After detailed discussions over many months, the planning officers of Nuneaton and Bedworth Borough Council recommended approval of the application.  Members initially supported officer’s recommendations and resolved to approve the application at Planning Committee; however it was subsequently called back to committee after a procedural error within the Council meant that local residents had not been notified that the scheme was to be discussed.  At the second meeting the scheme was unanimously refused for the sole reason of impact upon the highway network.  An appeal was made and at the same time a revised application submitted, reducing the number of dwellings to a maximum of 169. This second application was again recommended for approval but refused by members. This was also appealed and both proposals were considered at the same inquiry.

At the inquiry  a compelling case was made setting out the very special circumstances for this large scale development within the Green Belt.  These included that the Council’s development plan was not up to date and relevant; and that it was agreed that the Council could not demonstrate the necessary five year housing land supply required by the National Planning Policy Framework (March 2012).  Jonathan Adams, Director at TKP, provided the expert planning evidence  at the public inquiry to justify this major development within the Green Belt.  He was assisted by highway consultants, Entran,who provided evidence  that there was no justification for the highways reason for refusal.

The Inspector concluded:

“On balance, the benefits of both proposals would in each case clearly outweigh the harm. This would result, in both cases, in the ‘very special circumstances’ necessary to justify granting planning permission for development in the Green Belt. As I consequence, I consider that both appeals should be allowed.”

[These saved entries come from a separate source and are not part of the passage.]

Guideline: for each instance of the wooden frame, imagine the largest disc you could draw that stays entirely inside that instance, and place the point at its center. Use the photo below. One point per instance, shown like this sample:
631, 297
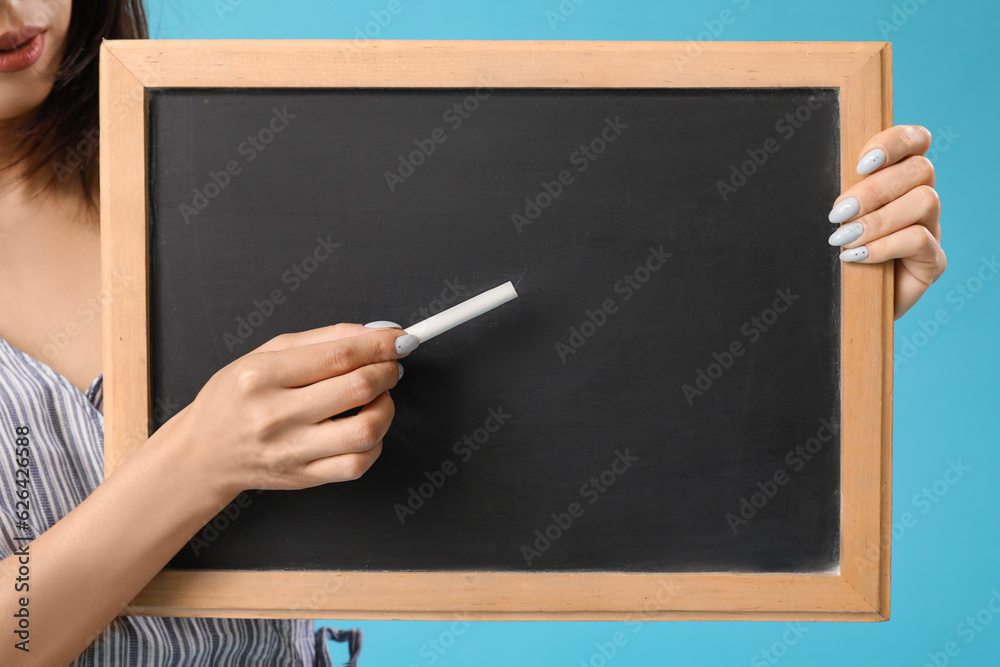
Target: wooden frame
861, 72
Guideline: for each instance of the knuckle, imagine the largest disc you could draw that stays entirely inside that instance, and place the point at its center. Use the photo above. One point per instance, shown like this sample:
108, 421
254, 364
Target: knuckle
886, 190
926, 238
930, 200
355, 465
282, 340
363, 386
874, 222
249, 376
338, 359
264, 418
916, 135
921, 169
366, 432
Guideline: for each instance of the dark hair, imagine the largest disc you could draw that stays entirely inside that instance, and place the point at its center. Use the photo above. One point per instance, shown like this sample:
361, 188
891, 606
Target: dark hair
59, 140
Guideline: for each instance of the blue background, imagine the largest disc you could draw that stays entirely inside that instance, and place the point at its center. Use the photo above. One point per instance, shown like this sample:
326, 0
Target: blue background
946, 565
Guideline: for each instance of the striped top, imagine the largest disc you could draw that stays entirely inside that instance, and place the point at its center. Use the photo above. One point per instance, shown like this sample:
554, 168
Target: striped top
65, 464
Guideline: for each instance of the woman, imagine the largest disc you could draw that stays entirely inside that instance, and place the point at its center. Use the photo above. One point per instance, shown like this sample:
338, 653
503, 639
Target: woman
260, 422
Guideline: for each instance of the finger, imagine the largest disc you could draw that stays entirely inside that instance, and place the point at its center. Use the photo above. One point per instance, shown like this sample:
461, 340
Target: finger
346, 435
917, 207
883, 187
312, 336
915, 246
326, 398
892, 146
301, 366
341, 468
912, 279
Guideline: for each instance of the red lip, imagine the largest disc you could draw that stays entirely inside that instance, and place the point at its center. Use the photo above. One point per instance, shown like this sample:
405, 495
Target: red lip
27, 44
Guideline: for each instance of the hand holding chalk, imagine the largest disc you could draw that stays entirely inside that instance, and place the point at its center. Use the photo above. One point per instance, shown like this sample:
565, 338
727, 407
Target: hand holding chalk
421, 332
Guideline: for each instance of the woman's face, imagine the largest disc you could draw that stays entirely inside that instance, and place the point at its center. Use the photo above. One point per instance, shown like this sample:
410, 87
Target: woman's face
32, 38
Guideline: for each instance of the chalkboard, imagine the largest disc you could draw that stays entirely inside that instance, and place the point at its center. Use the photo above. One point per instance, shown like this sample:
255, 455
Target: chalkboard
661, 408
634, 268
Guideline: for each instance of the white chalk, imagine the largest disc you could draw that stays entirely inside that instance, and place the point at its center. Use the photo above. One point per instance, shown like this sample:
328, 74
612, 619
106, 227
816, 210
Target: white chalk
463, 312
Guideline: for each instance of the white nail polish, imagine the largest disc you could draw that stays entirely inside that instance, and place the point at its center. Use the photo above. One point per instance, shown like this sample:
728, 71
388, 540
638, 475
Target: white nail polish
871, 161
844, 211
847, 234
854, 254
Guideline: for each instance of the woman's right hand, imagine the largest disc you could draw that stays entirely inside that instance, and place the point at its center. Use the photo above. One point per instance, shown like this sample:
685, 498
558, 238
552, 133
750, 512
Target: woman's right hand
263, 421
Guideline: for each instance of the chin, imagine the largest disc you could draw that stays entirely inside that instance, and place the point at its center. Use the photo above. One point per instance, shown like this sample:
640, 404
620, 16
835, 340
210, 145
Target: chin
17, 101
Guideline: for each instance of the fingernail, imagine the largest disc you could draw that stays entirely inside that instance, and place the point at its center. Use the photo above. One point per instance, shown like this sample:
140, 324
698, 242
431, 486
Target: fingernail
844, 211
406, 344
847, 233
854, 254
872, 161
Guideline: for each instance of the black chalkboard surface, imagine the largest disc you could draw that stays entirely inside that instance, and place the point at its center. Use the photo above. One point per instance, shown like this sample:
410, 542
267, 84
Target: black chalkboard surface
663, 396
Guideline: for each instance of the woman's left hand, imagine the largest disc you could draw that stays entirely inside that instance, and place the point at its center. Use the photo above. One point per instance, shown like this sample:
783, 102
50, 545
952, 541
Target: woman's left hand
894, 213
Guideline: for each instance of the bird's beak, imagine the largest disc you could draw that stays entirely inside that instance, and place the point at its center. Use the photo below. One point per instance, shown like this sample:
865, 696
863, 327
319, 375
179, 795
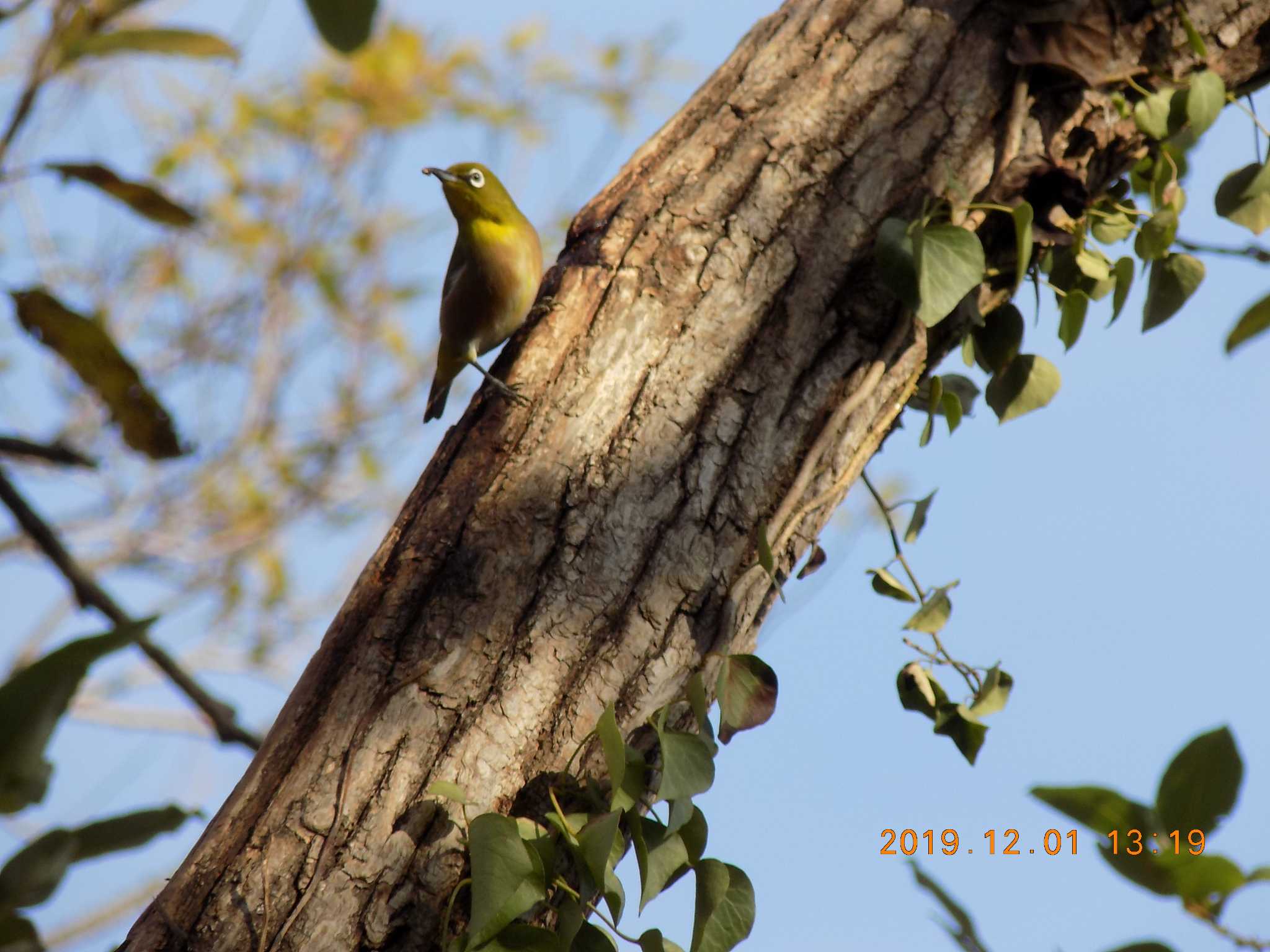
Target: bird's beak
446, 178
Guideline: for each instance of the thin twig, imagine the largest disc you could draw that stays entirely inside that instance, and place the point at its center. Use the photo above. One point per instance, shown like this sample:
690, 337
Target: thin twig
1233, 937
16, 9
42, 66
88, 593
103, 915
56, 452
1255, 252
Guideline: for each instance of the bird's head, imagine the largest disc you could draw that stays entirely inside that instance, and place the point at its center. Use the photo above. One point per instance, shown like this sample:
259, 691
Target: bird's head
474, 192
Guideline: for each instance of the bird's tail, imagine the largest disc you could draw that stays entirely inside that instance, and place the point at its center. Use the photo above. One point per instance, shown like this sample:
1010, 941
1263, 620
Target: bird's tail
436, 399
447, 368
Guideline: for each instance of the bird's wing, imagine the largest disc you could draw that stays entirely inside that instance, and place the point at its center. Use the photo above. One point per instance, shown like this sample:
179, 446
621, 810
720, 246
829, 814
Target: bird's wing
453, 273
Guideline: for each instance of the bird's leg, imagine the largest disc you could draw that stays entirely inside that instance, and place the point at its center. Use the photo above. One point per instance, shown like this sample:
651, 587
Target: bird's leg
541, 307
508, 391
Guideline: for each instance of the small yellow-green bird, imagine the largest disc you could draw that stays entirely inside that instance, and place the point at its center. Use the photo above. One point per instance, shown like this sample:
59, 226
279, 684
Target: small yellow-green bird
492, 281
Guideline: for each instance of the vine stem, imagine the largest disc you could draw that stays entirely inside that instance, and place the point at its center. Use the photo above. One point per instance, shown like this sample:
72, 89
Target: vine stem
894, 535
593, 908
1232, 98
450, 907
966, 671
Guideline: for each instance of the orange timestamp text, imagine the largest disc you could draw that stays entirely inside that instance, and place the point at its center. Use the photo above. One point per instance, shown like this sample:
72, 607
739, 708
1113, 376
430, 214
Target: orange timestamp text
1134, 842
911, 842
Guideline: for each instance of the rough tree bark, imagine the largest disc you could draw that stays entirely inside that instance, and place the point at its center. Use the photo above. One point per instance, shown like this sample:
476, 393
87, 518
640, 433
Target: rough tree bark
719, 355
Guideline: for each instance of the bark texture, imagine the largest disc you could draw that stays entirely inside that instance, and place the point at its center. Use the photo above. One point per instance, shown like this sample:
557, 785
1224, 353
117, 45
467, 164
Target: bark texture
718, 356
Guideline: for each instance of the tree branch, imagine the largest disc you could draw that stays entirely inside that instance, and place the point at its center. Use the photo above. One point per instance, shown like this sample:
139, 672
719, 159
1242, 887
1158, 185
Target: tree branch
89, 594
56, 452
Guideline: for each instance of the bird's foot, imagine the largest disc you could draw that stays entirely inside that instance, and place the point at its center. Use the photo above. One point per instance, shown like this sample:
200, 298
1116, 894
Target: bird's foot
544, 306
510, 391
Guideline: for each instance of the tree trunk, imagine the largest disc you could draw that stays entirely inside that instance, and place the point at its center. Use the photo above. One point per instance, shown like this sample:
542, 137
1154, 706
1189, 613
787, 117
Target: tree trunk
719, 356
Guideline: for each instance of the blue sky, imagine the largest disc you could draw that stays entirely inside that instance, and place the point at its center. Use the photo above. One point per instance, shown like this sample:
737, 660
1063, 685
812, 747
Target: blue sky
1110, 551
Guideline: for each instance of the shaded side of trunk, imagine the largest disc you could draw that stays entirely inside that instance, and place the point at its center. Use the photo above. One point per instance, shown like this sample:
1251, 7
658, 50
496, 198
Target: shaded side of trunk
718, 356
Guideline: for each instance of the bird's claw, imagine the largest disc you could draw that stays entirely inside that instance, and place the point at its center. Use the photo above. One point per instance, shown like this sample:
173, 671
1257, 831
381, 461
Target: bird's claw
543, 306
510, 391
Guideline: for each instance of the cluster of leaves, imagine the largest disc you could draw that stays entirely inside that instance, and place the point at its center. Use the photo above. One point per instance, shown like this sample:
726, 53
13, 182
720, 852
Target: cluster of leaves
1160, 847
916, 684
562, 866
1197, 790
933, 266
253, 351
32, 702
263, 338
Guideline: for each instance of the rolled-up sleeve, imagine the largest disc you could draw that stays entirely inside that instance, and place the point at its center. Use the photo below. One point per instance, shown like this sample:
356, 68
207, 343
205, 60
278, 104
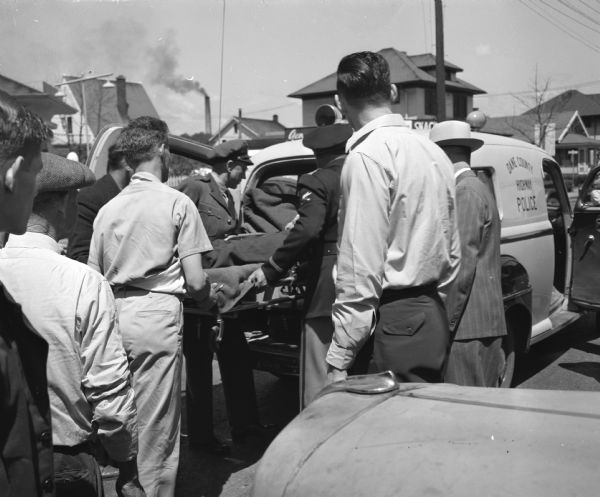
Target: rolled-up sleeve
363, 227
192, 238
106, 377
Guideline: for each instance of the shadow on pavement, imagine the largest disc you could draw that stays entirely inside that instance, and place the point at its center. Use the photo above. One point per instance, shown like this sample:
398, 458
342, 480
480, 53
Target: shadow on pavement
541, 355
203, 474
588, 368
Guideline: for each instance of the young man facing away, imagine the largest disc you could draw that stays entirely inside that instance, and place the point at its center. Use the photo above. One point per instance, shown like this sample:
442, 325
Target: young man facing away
148, 242
399, 242
25, 430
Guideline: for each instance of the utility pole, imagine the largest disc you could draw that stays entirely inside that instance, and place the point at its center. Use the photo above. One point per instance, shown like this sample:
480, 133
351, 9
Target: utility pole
440, 70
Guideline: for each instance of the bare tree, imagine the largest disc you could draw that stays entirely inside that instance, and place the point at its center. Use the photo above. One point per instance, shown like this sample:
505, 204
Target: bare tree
541, 111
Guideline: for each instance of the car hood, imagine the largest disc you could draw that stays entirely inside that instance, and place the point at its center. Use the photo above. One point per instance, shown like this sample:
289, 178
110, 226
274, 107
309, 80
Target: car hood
437, 439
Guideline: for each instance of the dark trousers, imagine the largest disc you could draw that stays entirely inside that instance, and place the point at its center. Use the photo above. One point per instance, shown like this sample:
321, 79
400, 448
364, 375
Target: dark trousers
412, 337
479, 362
236, 373
76, 472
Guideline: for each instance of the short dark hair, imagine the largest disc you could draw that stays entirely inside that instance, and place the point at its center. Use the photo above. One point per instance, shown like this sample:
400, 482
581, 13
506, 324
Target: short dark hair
21, 132
141, 138
364, 77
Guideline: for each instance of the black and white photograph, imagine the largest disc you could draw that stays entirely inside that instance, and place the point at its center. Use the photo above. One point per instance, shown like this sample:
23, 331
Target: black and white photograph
292, 248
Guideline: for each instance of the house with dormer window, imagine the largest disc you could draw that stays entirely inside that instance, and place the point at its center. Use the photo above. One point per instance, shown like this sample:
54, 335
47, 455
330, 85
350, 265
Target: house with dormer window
415, 78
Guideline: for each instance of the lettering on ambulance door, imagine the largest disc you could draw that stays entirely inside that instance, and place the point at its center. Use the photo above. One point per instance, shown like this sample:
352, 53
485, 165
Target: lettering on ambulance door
585, 239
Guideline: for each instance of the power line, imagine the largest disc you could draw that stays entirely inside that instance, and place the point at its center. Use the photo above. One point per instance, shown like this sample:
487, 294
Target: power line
560, 27
568, 16
585, 15
270, 109
589, 6
524, 92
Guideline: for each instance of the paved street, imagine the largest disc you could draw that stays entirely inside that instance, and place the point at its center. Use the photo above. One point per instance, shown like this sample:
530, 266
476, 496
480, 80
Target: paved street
569, 360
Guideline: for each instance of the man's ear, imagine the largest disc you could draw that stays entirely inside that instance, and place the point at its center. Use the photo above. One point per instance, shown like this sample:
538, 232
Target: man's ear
11, 172
394, 93
338, 104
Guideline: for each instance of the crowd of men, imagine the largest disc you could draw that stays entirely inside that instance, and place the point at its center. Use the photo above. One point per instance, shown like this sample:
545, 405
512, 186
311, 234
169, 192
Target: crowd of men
403, 246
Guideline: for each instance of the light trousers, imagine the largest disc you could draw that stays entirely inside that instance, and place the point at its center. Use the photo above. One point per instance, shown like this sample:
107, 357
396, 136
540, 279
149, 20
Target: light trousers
315, 341
151, 325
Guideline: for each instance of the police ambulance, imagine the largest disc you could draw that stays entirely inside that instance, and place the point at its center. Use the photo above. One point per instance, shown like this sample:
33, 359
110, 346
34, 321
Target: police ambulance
550, 253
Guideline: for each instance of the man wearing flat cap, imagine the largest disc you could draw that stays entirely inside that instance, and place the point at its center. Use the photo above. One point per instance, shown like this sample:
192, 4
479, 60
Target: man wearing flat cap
210, 193
474, 303
313, 240
72, 307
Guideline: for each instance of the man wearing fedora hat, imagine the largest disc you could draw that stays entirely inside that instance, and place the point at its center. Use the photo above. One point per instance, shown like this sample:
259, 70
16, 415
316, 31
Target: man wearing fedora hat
72, 307
312, 240
474, 302
398, 238
212, 197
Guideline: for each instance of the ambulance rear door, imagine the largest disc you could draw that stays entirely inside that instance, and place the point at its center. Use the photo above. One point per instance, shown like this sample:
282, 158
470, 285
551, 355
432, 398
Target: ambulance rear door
585, 239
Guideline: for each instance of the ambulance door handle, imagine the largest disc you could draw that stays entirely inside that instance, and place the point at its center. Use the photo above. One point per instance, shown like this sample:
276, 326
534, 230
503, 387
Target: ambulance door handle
588, 243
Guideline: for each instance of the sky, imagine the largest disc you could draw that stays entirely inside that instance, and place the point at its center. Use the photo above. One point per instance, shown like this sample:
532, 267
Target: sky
271, 48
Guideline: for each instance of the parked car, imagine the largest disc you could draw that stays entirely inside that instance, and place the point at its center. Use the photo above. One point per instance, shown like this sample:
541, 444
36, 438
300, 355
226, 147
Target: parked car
369, 436
547, 276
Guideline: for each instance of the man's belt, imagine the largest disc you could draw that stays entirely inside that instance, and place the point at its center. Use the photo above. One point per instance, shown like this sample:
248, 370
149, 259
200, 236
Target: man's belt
330, 248
392, 294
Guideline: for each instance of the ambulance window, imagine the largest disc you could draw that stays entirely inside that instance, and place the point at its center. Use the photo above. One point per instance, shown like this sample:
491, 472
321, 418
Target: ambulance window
591, 196
181, 167
485, 175
557, 201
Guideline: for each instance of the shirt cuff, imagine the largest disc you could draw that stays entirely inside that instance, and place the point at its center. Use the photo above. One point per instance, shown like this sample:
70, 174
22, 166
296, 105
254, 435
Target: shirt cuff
339, 357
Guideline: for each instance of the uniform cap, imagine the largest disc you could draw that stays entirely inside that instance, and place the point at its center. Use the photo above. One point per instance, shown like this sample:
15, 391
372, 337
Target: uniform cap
232, 150
59, 174
457, 133
328, 137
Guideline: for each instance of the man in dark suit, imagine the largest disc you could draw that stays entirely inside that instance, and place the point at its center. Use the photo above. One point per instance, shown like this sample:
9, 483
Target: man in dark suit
91, 199
210, 193
25, 429
474, 302
312, 240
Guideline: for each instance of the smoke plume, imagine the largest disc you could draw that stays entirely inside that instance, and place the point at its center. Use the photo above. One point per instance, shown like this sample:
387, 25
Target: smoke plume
164, 64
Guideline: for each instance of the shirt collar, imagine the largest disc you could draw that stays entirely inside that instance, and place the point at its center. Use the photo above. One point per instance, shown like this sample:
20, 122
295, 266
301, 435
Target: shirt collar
460, 168
379, 122
33, 240
145, 176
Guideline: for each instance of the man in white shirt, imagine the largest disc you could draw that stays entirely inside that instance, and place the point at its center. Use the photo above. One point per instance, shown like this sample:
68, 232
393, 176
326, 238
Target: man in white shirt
398, 237
148, 242
72, 307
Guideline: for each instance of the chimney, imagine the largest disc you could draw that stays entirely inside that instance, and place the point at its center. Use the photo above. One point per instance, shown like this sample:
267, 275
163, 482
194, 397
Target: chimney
207, 117
122, 105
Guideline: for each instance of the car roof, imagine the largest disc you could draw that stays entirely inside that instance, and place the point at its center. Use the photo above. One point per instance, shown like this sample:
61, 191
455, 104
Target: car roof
294, 148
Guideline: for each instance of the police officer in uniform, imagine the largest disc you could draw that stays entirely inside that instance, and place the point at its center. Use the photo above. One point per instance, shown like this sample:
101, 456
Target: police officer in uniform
211, 195
313, 239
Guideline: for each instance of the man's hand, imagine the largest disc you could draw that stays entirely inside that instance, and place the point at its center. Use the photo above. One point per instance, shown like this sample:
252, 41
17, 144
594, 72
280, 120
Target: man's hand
128, 484
334, 374
258, 278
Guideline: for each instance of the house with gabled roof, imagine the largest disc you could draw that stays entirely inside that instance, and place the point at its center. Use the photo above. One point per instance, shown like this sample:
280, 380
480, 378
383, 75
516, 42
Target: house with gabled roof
572, 145
258, 132
43, 103
415, 78
588, 107
99, 102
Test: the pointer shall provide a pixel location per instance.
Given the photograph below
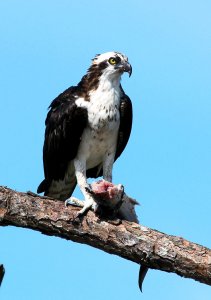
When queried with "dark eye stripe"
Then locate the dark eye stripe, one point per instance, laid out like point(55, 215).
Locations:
point(114, 60)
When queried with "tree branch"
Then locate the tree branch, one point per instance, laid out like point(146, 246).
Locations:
point(129, 240)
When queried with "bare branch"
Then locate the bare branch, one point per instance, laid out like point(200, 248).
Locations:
point(2, 272)
point(126, 239)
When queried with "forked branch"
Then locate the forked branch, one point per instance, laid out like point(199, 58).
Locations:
point(126, 239)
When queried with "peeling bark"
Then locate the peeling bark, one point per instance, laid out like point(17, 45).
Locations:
point(129, 240)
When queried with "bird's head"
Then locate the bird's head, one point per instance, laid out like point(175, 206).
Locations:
point(112, 64)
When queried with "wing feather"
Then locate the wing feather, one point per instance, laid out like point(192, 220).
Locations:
point(65, 124)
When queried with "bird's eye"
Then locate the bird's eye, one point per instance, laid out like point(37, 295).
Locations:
point(112, 61)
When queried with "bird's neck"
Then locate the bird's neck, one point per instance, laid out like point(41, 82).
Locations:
point(97, 79)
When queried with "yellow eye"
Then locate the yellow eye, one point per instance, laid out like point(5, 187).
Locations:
point(112, 61)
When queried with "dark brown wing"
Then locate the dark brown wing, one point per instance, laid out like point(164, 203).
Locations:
point(65, 124)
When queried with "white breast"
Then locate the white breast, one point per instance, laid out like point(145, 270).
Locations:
point(100, 137)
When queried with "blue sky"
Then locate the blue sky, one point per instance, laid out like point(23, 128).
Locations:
point(46, 46)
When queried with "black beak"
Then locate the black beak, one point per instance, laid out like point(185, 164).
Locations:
point(127, 68)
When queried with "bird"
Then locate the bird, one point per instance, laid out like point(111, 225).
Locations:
point(86, 129)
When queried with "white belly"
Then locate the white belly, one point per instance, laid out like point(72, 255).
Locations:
point(96, 144)
point(99, 139)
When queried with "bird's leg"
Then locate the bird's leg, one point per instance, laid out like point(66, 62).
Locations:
point(108, 166)
point(80, 172)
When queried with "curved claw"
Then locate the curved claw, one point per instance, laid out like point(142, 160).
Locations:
point(142, 273)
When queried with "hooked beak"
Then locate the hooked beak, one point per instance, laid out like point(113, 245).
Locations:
point(127, 68)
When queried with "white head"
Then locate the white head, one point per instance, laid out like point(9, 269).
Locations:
point(113, 63)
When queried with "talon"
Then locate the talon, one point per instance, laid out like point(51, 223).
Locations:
point(88, 189)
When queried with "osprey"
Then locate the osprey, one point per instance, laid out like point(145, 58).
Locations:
point(87, 128)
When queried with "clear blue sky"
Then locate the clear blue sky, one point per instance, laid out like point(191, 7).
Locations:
point(46, 46)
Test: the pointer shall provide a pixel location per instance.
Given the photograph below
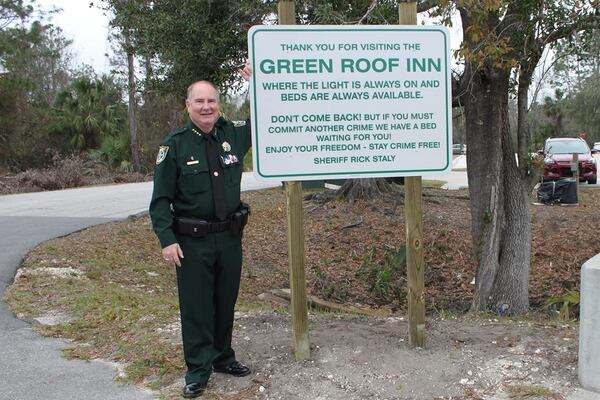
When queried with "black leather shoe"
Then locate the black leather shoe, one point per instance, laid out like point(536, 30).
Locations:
point(192, 390)
point(235, 369)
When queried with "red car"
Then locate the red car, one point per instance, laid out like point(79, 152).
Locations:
point(558, 153)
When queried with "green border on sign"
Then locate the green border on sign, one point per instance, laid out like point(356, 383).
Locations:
point(317, 175)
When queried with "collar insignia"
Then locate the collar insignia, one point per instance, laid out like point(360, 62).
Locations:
point(162, 154)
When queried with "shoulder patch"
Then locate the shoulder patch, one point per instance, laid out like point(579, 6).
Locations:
point(162, 154)
point(177, 131)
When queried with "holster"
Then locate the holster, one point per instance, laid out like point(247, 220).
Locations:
point(239, 218)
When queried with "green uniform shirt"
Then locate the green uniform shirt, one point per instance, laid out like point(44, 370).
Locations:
point(182, 180)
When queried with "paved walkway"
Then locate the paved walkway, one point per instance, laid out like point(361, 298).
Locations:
point(32, 367)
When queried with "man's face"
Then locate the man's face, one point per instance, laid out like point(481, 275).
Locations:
point(203, 106)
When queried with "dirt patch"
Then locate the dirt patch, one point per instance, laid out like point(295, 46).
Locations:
point(369, 358)
point(353, 252)
point(116, 299)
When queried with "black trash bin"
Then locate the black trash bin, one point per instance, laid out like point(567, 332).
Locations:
point(563, 191)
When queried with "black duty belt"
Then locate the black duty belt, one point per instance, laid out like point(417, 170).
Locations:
point(197, 227)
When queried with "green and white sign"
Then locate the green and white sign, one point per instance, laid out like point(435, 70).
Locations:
point(350, 101)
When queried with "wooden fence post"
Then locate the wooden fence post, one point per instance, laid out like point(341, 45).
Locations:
point(414, 232)
point(287, 16)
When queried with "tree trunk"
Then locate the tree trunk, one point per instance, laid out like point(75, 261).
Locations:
point(131, 107)
point(483, 114)
point(499, 204)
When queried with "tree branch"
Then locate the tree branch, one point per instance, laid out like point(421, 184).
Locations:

In considering the Inspector’s Report, the Secretary of State took a different view.  He agreed with the majority of the Inspector’s conclusions, however placed less weight upon the benefits provided by way of the new open space, foot and cycle paths, allotments and community building.  The Secretary of State  ultimately concluded:

“Green Belt considerations apart, the Secretary of State sees considerable merit in both the appeal proposals. Whilst he considers that the decisions on both appeal proposals are very finely balanced, he considers that in both cases the benefits do not clearly outweigh the harm to the Green Belt”.

Despite the negative decision on the two planning appeals, TKP was successful in obtaining a full award of costs for the Appellant due to the unreasonable behaviour of the Council in failing to produce evidence to support its reason for refusal.

Jonathan Adams, Director at TKP, who coordinated the applications and appeals, briefed Counsel and gave evidence to the Inquiry, stated:

“It is satisfying to have persuaded senior Inspector Jessica Graham that the benefits of the proposal outweighed the harm to developing in the Green Belt and that on balance very special circumstances justified the approval of both appeals. It was however very disappointing that politics prevailed and that the Secretary of State did not accept his Inspector’s recommendations to approve both proposals in the Green Belt. I am very pleased that after all our efforts to address Members’ concerns over the impact of the schemes on the highway network, that the Secretary of State agreed with the Inspector and awarded a full award of the substantial costs for both appeal proceedings against the Council. It is highly unusual for the Secretary of State to award full costs against a Council on schemes that he refused. Overall, the Secretary of State’s positive comments gives us confidence that housing will be accepted during the emerging Local Plan process.”